Much of the investment appeared intended to directly benefit the A’s development: a protected bicycle lane that led straight to the port and an overcrossing that would allow vehicles to go over the Union Pacific Railroad tracks.
Were a stadium deal to go through, those would be necessary measures to ensure that thousands of fans could access the waterfront ballpark and other attractions in the residential community.
But the deal’s opponents never intended to stop fighting the development.
They hadn’t notched too many victories — a lawsuit opposing the city’s environmental review of the development didn’t make it far, while last year a Bay Area conservation agency determined the port had enough space to support the ballpark and housing.
Still, shipping companies that insisted Howard Terminal was needed for future port expansion had strong motivation to resist the A’s deal to the bitter end, and now they have similar impetus to thwart any future plan for a public-facing development.
“The A’s felt like they could outlast us, and we basically told them, ‘The more you ignore us, the louder we are going to become,’ ” said Mike Jacob, vice president of the Pacific Merchant Shipping Association, a trade group representing marine terminals and vessel operators.
Meanwhile, Oakland’s last major sports team is already running into a snag in its triumphant exodus to Las Vegas.
The team’s original planned site, for which it touted last month a “binding agreement” to purchase land, seems to have fallen from favor after Nevada legislators balked at the team’s request for $500 million in public investment.

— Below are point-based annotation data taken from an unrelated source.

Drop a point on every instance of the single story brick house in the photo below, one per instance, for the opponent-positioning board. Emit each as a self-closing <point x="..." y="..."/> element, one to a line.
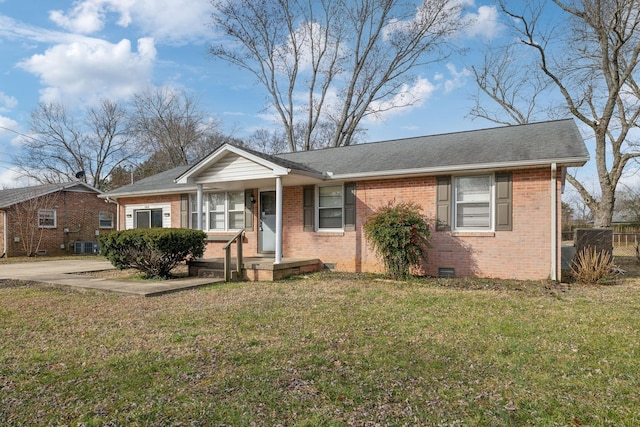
<point x="495" y="195"/>
<point x="53" y="219"/>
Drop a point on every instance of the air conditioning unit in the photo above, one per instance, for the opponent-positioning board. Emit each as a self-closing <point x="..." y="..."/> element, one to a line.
<point x="85" y="248"/>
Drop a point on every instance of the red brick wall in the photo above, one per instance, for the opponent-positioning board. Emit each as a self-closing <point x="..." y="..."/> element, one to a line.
<point x="76" y="211"/>
<point x="523" y="253"/>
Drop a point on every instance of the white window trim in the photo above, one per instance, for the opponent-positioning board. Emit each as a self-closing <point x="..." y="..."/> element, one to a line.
<point x="131" y="209"/>
<point x="42" y="215"/>
<point x="112" y="216"/>
<point x="317" y="209"/>
<point x="454" y="207"/>
<point x="206" y="212"/>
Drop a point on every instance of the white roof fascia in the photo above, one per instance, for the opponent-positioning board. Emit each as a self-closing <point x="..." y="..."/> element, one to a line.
<point x="575" y="161"/>
<point x="159" y="192"/>
<point x="186" y="177"/>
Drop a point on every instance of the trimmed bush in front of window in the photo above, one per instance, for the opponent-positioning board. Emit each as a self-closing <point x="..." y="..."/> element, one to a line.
<point x="400" y="236"/>
<point x="154" y="251"/>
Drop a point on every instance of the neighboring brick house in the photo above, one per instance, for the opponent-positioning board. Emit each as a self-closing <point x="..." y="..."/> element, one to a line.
<point x="495" y="195"/>
<point x="53" y="219"/>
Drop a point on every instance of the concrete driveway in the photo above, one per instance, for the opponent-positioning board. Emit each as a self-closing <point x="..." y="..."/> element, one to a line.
<point x="64" y="273"/>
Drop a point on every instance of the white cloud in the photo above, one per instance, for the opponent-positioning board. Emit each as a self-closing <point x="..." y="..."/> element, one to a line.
<point x="7" y="102"/>
<point x="9" y="178"/>
<point x="485" y="23"/>
<point x="8" y="125"/>
<point x="92" y="69"/>
<point x="408" y="97"/>
<point x="457" y="80"/>
<point x="170" y="21"/>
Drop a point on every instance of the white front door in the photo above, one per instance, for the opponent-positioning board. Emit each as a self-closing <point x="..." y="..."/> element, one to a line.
<point x="267" y="236"/>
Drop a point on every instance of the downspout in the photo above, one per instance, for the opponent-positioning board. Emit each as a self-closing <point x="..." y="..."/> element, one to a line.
<point x="4" y="234"/>
<point x="278" y="254"/>
<point x="117" y="203"/>
<point x="554" y="223"/>
<point x="199" y="207"/>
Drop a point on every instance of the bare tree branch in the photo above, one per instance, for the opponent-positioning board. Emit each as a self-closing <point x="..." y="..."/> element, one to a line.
<point x="362" y="50"/>
<point x="594" y="72"/>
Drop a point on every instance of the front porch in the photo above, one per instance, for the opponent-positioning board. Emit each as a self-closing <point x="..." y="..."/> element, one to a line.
<point x="255" y="268"/>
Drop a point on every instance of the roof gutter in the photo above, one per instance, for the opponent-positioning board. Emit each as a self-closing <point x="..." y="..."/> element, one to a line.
<point x="570" y="161"/>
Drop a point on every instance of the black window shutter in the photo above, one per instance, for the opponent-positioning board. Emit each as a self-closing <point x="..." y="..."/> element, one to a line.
<point x="308" y="204"/>
<point x="443" y="203"/>
<point x="248" y="210"/>
<point x="184" y="211"/>
<point x="350" y="206"/>
<point x="504" y="202"/>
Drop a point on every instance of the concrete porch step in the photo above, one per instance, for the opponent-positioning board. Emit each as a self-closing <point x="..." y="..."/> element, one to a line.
<point x="216" y="273"/>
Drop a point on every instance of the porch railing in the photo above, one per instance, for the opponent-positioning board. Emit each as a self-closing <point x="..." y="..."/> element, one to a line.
<point x="227" y="255"/>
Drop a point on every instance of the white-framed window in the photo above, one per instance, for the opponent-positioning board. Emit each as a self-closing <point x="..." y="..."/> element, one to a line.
<point x="472" y="207"/>
<point x="220" y="211"/>
<point x="330" y="207"/>
<point x="47" y="218"/>
<point x="105" y="219"/>
<point x="148" y="218"/>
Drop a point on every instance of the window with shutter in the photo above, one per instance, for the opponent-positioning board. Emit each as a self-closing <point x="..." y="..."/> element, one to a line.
<point x="308" y="211"/>
<point x="443" y="204"/>
<point x="504" y="204"/>
<point x="350" y="206"/>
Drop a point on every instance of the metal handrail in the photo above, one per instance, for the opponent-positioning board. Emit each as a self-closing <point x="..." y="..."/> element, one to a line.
<point x="227" y="256"/>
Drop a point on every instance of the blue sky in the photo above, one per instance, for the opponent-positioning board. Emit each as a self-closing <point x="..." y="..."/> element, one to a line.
<point x="77" y="52"/>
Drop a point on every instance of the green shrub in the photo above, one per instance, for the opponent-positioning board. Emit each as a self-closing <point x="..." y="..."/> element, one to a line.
<point x="400" y="235"/>
<point x="591" y="266"/>
<point x="154" y="251"/>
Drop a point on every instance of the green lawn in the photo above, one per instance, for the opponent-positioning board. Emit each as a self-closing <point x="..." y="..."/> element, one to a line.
<point x="323" y="351"/>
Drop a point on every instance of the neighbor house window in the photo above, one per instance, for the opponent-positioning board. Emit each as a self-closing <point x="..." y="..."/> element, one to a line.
<point x="148" y="218"/>
<point x="221" y="211"/>
<point x="330" y="207"/>
<point x="106" y="219"/>
<point x="47" y="218"/>
<point x="472" y="202"/>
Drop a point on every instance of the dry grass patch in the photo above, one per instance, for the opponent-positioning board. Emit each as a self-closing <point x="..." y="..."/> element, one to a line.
<point x="325" y="350"/>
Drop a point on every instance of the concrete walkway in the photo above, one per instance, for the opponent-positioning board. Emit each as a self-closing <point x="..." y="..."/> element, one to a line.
<point x="63" y="273"/>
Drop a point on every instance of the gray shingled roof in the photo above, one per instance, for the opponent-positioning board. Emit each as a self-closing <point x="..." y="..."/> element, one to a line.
<point x="12" y="196"/>
<point x="538" y="143"/>
<point x="534" y="143"/>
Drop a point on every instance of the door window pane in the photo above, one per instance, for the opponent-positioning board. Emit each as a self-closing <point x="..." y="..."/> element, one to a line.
<point x="156" y="218"/>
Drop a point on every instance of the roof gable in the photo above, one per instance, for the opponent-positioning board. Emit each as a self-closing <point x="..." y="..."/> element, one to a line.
<point x="226" y="163"/>
<point x="536" y="144"/>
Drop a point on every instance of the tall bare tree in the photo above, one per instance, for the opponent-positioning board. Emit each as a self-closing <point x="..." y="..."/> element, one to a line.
<point x="172" y="125"/>
<point x="61" y="148"/>
<point x="333" y="62"/>
<point x="590" y="60"/>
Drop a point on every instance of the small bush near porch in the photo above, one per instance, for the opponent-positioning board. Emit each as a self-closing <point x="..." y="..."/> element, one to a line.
<point x="154" y="251"/>
<point x="329" y="350"/>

Now the A’s have agreed to partner with the entertainment company Bally’s Corp. to build a $1.5 billion stadium on the same lot as the Tropicana hotel and casino, the Nevada Independent reported this week.

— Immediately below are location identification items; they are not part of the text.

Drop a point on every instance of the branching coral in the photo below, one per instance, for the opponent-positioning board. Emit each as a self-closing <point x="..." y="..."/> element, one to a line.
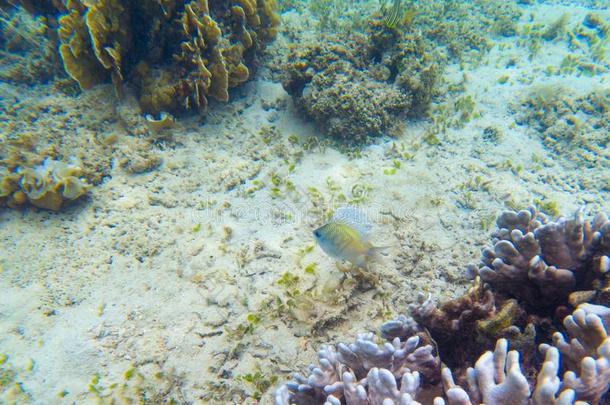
<point x="495" y="379"/>
<point x="483" y="314"/>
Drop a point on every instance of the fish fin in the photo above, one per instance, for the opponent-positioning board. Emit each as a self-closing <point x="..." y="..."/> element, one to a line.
<point x="354" y="218"/>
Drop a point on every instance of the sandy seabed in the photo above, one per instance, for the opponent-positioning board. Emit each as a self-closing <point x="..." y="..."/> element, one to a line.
<point x="173" y="273"/>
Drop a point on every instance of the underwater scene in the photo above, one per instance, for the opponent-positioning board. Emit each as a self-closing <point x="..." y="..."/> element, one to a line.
<point x="305" y="202"/>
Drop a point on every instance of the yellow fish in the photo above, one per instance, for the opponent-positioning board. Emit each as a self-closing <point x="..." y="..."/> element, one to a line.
<point x="345" y="237"/>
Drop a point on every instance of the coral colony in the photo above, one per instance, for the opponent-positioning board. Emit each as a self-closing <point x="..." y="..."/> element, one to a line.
<point x="530" y="276"/>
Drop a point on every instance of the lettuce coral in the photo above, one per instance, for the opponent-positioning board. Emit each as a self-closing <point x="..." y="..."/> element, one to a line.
<point x="36" y="177"/>
<point x="45" y="186"/>
<point x="176" y="53"/>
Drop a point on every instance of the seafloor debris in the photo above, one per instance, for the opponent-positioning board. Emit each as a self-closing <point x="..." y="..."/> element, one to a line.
<point x="176" y="53"/>
<point x="406" y="369"/>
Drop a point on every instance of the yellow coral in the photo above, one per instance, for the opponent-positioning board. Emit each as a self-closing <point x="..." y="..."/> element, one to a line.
<point x="75" y="50"/>
<point x="108" y="22"/>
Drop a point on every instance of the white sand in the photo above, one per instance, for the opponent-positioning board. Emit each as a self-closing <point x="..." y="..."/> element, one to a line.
<point x="124" y="279"/>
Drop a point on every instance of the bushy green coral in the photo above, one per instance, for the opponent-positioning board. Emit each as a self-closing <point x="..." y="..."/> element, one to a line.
<point x="177" y="53"/>
<point x="30" y="176"/>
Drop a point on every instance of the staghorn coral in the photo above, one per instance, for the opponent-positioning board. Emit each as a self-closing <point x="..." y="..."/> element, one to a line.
<point x="176" y="53"/>
<point x="346" y="371"/>
<point x="27" y="48"/>
<point x="474" y="322"/>
<point x="495" y="379"/>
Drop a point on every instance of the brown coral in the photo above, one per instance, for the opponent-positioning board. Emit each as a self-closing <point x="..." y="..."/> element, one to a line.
<point x="176" y="53"/>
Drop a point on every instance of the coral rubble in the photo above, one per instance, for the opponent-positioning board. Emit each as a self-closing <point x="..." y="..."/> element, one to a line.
<point x="575" y="127"/>
<point x="176" y="53"/>
<point x="532" y="276"/>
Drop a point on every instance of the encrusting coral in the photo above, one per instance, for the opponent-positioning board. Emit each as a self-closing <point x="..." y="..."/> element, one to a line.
<point x="406" y="369"/>
<point x="176" y="53"/>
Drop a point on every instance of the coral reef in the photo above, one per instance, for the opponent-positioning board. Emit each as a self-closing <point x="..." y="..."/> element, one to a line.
<point x="358" y="82"/>
<point x="523" y="288"/>
<point x="29" y="176"/>
<point x="176" y="53"/>
<point x="575" y="127"/>
<point x="541" y="262"/>
<point x="27" y="48"/>
<point x="354" y="89"/>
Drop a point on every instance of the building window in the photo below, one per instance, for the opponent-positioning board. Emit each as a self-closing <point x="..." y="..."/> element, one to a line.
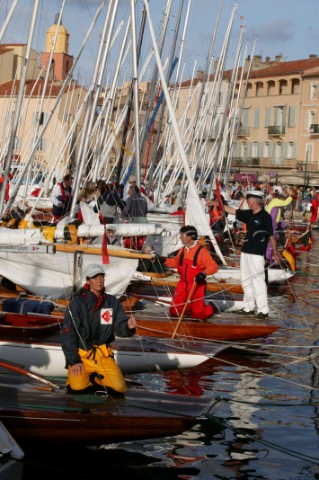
<point x="291" y="117"/>
<point x="256" y="117"/>
<point x="259" y="89"/>
<point x="291" y="150"/>
<point x="41" y="145"/>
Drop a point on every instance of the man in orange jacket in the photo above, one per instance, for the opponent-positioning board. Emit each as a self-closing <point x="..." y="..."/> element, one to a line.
<point x="193" y="263"/>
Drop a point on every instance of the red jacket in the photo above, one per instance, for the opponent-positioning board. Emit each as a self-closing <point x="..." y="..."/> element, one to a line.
<point x="191" y="261"/>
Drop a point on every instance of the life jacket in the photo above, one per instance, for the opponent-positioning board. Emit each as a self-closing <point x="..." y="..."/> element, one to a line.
<point x="65" y="198"/>
<point x="188" y="268"/>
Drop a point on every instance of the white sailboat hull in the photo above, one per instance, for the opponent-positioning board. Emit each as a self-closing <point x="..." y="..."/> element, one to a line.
<point x="132" y="355"/>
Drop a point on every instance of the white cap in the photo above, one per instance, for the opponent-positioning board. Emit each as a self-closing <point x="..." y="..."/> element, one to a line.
<point x="93" y="270"/>
<point x="278" y="189"/>
<point x="255" y="193"/>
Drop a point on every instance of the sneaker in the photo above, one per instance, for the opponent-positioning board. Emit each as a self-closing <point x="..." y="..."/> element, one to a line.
<point x="246" y="312"/>
<point x="215" y="307"/>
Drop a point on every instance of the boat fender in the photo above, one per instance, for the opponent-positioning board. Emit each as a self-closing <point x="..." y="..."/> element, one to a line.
<point x="48" y="233"/>
<point x="70" y="234"/>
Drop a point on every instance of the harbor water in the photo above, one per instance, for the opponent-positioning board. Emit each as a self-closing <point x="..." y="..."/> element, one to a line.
<point x="264" y="424"/>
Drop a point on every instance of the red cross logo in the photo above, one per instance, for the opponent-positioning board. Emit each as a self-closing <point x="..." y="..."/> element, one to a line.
<point x="106" y="316"/>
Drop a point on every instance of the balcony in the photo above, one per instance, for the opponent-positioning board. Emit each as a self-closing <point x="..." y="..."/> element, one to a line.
<point x="314" y="130"/>
<point x="276" y="131"/>
<point x="243" y="132"/>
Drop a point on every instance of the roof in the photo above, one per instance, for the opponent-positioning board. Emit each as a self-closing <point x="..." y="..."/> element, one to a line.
<point x="287" y="68"/>
<point x="34" y="86"/>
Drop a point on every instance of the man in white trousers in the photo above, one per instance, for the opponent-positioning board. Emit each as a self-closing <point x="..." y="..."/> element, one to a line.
<point x="252" y="259"/>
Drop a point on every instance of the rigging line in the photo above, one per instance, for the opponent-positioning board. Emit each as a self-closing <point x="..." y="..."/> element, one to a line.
<point x="255" y="438"/>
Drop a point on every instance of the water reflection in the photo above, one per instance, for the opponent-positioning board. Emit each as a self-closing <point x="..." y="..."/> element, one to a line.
<point x="266" y="417"/>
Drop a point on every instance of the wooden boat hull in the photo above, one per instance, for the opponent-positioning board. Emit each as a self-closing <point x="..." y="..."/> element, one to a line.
<point x="225" y="301"/>
<point x="172" y="280"/>
<point x="218" y="328"/>
<point x="33" y="412"/>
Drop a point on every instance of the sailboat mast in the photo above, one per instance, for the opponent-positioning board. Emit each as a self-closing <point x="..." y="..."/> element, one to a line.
<point x="192" y="191"/>
<point x="18" y="106"/>
<point x="128" y="113"/>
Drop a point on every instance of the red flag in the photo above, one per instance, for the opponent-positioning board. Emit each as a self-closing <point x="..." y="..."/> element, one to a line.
<point x="105" y="253"/>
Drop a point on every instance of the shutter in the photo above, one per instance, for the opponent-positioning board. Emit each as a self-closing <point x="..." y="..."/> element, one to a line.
<point x="268" y="116"/>
<point x="256" y="117"/>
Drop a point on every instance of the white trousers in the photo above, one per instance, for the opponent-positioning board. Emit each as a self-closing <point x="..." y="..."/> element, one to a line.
<point x="252" y="273"/>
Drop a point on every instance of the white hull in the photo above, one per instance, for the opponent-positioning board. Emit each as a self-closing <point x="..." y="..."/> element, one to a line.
<point x="11" y="456"/>
<point x="52" y="275"/>
<point x="47" y="359"/>
<point x="275" y="275"/>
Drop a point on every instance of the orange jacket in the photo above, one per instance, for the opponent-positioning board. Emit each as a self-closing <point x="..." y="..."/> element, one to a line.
<point x="204" y="262"/>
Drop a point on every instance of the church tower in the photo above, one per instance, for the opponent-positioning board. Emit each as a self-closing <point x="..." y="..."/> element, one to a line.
<point x="61" y="62"/>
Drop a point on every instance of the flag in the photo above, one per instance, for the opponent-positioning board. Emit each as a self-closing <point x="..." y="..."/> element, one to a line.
<point x="105" y="253"/>
<point x="289" y="254"/>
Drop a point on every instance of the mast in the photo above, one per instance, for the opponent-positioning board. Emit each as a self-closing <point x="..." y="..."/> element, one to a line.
<point x="95" y="89"/>
<point x="128" y="113"/>
<point x="55" y="106"/>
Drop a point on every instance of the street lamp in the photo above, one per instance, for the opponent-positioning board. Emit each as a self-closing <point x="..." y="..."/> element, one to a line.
<point x="306" y="168"/>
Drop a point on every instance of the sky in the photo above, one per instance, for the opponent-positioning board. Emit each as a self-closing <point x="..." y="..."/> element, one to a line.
<point x="272" y="27"/>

The move would lower the team’s request for public funding from $500 million to $395 million, the Independent reported.
These kinds of switch-ups are familiar territory for the A’s, who have sought new stadium sites for years, often making grand announcements or setting bold deadlines that ultimately hold little actual weight.
Could the team circle back to Howard Terminal, the site that A’s President Dave Kaval had long hyped as Oakland’s last possible home for the team?

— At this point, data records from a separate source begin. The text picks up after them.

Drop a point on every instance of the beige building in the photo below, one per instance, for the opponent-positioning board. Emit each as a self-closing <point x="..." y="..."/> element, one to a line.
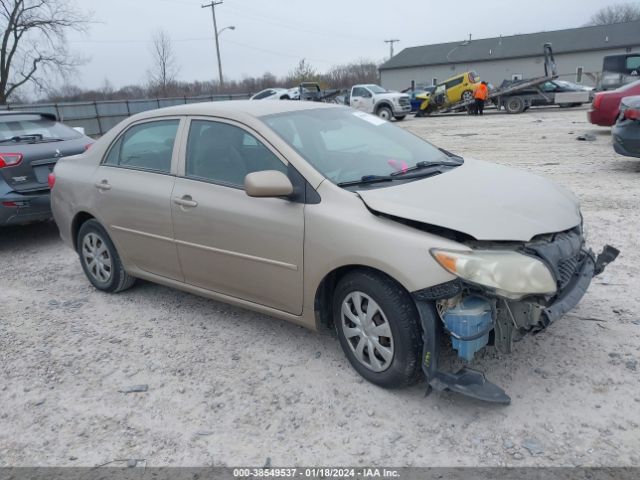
<point x="578" y="54"/>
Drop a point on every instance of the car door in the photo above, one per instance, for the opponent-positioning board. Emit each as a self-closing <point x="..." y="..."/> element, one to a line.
<point x="362" y="99"/>
<point x="133" y="195"/>
<point x="228" y="242"/>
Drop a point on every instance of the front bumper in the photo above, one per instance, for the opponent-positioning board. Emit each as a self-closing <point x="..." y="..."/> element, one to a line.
<point x="22" y="208"/>
<point x="626" y="139"/>
<point x="401" y="109"/>
<point x="511" y="318"/>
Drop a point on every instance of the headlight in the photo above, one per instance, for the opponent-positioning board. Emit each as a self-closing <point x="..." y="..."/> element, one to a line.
<point x="510" y="274"/>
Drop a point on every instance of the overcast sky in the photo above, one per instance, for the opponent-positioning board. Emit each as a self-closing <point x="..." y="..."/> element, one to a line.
<point x="274" y="35"/>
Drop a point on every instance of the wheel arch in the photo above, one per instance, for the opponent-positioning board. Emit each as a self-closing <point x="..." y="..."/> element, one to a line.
<point x="383" y="103"/>
<point x="322" y="303"/>
<point x="79" y="219"/>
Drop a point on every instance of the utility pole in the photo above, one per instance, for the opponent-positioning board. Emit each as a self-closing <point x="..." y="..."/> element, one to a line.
<point x="391" y="42"/>
<point x="213" y="5"/>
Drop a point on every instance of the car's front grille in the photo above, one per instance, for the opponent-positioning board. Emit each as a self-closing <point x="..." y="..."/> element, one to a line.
<point x="563" y="253"/>
<point x="566" y="269"/>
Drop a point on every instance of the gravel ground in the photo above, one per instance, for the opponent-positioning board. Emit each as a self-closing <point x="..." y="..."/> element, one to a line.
<point x="231" y="387"/>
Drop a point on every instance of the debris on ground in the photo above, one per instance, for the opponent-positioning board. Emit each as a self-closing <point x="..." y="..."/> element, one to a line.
<point x="135" y="389"/>
<point x="533" y="446"/>
<point x="587" y="137"/>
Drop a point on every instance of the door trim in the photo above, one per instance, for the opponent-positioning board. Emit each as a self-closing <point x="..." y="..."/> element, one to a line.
<point x="288" y="266"/>
<point x="143" y="234"/>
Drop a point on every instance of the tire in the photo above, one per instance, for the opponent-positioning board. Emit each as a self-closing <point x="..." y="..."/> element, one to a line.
<point x="397" y="344"/>
<point x="514" y="105"/>
<point x="107" y="273"/>
<point x="384" y="112"/>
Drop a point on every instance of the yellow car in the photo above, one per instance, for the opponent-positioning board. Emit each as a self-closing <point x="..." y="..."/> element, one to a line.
<point x="452" y="90"/>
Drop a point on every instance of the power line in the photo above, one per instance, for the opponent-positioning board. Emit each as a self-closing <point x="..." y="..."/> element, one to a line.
<point x="213" y="5"/>
<point x="391" y="42"/>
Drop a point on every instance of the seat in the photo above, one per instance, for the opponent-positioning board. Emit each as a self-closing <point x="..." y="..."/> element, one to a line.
<point x="216" y="158"/>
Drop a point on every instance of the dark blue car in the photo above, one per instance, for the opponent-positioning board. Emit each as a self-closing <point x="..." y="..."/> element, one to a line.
<point x="30" y="146"/>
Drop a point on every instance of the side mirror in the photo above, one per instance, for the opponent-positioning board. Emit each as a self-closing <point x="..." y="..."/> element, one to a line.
<point x="267" y="183"/>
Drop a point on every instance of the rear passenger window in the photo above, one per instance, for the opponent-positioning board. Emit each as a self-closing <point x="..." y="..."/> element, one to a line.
<point x="223" y="153"/>
<point x="147" y="146"/>
<point x="454" y="82"/>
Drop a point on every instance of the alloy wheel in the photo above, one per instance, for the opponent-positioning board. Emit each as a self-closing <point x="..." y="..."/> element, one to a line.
<point x="97" y="258"/>
<point x="367" y="331"/>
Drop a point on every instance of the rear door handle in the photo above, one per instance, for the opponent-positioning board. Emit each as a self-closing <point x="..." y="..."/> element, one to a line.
<point x="103" y="185"/>
<point x="185" y="201"/>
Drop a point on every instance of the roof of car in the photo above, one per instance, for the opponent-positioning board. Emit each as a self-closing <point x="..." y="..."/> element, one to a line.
<point x="254" y="108"/>
<point x="25" y="112"/>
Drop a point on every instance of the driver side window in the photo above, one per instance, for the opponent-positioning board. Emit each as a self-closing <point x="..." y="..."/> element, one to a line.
<point x="222" y="153"/>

“If they wanted to come back and say, ‘Listen, the Vegas thing is not for sure, and we want to talk about the last offer,’ we’re here for that,” Oakland Councilmember Dan Kalb said in a recent interview. “The problem is when they keep saying, ‘We want more funding, we want more.’ ”
But Saturday’s likely end to the team’s exclusive negotiation rights at the waterfront suggests there is no plausible path forward for a deal.
As for A’s fans, whose latest planned demonstration against the team is to chuck tomatoes at an effigy of billionaire owner John J. Fisher before Friday’s home game, hope springs eternal, even if it’s hard to justify.
“If the A’s sold and the new ownership wanted to push forward in Oakland — hell yeah, let’s get Howard Terminal built!” said Jorge Leon, an A’s superfan who plans to take part in the tomato tailgate. “That would be my best-case scenario; there’s still no hope (for a sale right now), but we’ll keep putting that pressure on him.”